Here’s the thing: Brock Turnerites are, one and all, cowards. There’s never been a rapist who didn’t cower in the shadows. And there’s never been a victim who would not have benefited from having someone stand between them and the darkness.

We can’t deal with the miscreants as they really deserve – they’d still get the wrist slaps and we’d all end up in prison. But we can strip away the shadows in which they hide by recognizing them for what they are and applying the label publicly.

Brock Turner, Rapist walked free the other day in part because of a failure of language.  He richly deserves to have titles indelibly applied to him that adequately describe him. Titles such as rapist, coward, scum, vermin, criminal, (expletive deleted). He should never be allowed to see his name in print without the modifier ‘Rapist’ attached. He should never be allowed to walk down the street without folks giving way – not as a courtesy but rather because it would disgust them to get any of him on them. He should never be allowed to escape language that accurately and adequately describes the blackness of his soul.

It does no good and perhaps some harm for women to post screeds about ‘white men’ as though we were some monolithic tribe of perpetrators. Point: the creeps don’t care and the non-creeps feel as assaulted as do you.

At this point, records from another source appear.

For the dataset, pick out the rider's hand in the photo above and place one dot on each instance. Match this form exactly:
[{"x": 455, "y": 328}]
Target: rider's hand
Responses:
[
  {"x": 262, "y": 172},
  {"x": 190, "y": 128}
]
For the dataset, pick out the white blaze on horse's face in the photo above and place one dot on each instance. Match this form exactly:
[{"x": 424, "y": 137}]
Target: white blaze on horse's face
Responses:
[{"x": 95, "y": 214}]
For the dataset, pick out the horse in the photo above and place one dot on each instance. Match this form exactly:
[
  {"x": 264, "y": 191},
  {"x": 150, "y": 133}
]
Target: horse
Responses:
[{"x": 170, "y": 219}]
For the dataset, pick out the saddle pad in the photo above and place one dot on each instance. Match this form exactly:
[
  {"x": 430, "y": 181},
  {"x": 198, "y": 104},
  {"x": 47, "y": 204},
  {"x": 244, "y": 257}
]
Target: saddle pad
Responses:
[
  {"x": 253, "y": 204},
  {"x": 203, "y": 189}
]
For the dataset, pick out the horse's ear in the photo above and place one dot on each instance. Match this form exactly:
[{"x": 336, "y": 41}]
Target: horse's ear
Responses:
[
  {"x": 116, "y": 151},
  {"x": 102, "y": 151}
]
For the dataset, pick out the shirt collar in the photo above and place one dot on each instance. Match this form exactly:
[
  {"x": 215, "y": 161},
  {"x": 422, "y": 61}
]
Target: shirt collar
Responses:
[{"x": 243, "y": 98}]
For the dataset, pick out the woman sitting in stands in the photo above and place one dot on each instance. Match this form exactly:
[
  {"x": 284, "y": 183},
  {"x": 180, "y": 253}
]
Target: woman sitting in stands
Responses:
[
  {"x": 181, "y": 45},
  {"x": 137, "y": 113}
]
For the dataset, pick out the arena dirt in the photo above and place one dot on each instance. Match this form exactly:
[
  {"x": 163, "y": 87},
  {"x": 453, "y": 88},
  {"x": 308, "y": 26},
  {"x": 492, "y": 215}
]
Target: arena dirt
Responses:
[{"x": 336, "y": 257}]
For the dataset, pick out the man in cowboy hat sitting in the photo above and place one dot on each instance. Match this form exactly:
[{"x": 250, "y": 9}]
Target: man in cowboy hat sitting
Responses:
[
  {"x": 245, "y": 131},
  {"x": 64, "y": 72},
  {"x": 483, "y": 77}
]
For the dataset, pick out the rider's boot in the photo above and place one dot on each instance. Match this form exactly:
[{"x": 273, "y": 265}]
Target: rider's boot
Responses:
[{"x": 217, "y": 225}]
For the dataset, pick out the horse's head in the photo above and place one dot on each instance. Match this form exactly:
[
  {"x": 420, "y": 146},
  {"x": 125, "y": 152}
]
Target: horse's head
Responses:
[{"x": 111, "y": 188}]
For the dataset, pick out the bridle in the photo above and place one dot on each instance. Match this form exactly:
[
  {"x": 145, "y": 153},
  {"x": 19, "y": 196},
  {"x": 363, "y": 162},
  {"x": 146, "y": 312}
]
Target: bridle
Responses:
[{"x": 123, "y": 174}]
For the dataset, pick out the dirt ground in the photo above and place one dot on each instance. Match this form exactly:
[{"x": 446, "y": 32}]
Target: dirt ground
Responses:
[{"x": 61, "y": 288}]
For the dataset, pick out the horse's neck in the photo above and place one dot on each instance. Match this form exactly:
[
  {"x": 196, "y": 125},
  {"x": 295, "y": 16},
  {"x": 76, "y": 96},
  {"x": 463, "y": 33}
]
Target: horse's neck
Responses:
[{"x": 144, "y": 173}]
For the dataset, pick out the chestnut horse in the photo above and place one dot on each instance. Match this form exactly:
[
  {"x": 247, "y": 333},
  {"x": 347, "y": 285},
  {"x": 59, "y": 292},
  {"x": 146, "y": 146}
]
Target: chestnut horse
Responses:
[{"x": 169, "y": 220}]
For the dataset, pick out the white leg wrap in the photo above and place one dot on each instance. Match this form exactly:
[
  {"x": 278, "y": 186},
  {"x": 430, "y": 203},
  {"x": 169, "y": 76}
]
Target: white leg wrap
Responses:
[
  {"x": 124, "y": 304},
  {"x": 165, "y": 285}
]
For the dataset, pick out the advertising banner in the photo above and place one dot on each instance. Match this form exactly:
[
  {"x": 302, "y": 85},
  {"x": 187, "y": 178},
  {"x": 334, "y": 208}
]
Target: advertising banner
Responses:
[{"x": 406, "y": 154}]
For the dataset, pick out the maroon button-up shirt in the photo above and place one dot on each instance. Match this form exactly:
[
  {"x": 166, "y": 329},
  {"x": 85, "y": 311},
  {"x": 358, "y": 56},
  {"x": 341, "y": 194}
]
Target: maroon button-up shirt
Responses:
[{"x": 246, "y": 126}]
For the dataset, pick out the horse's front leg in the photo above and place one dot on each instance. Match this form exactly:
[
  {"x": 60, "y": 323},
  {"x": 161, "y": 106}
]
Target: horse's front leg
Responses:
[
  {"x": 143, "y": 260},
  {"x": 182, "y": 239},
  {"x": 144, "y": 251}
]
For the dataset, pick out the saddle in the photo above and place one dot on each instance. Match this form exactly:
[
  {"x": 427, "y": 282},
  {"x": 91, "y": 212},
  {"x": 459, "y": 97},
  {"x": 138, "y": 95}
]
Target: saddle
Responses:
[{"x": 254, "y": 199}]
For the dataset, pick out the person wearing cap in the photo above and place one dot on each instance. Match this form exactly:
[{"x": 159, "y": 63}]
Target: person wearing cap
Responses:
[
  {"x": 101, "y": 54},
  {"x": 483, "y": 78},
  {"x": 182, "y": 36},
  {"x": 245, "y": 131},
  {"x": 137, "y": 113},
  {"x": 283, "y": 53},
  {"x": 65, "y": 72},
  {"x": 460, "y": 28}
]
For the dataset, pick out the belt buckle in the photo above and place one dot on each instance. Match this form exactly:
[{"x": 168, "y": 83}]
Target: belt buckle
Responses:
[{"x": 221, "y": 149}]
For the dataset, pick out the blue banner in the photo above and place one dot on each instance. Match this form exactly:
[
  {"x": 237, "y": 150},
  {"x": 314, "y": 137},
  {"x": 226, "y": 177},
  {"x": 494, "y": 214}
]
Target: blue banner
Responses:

This is not a problem of men or a problem of women. It is a problem of our society that has let the canker grow. Time to cut it out. Leaving the victims to craft their own solution is cowardly, inhuman and ultimately, ineffective. We all need to be invested in curing this immense societal ill.

No ‘man’ should ever be able to make a woman feel trapped without an actual man stepping up in her defense.

There are more real dads in this country than Brock Turners. I just know it. And while we won’t turn the ship overnight and making a start means taking some uncomfortable stands, it’s the only thing that will make a difference in the long run. If we want to defend our daughters, we have to start with the men we know and demand of them respectful and respectable attitudes. And failing that, we need to expunge them from our social circles and make sure they know why. We cannot afford to let the cruel, sexist joke go unanswered or to allow the potential perpetrator to be emboldened by our silence. The time for our silence is long gone; in fact, never was there such a time.

Brock Turner, Rapist is a foul, wretched shadow of a human being who deserves our condemnation.
 

We all know Brock Turner, Rapists and potential Brock Turner, Rapists. Time to weed them out.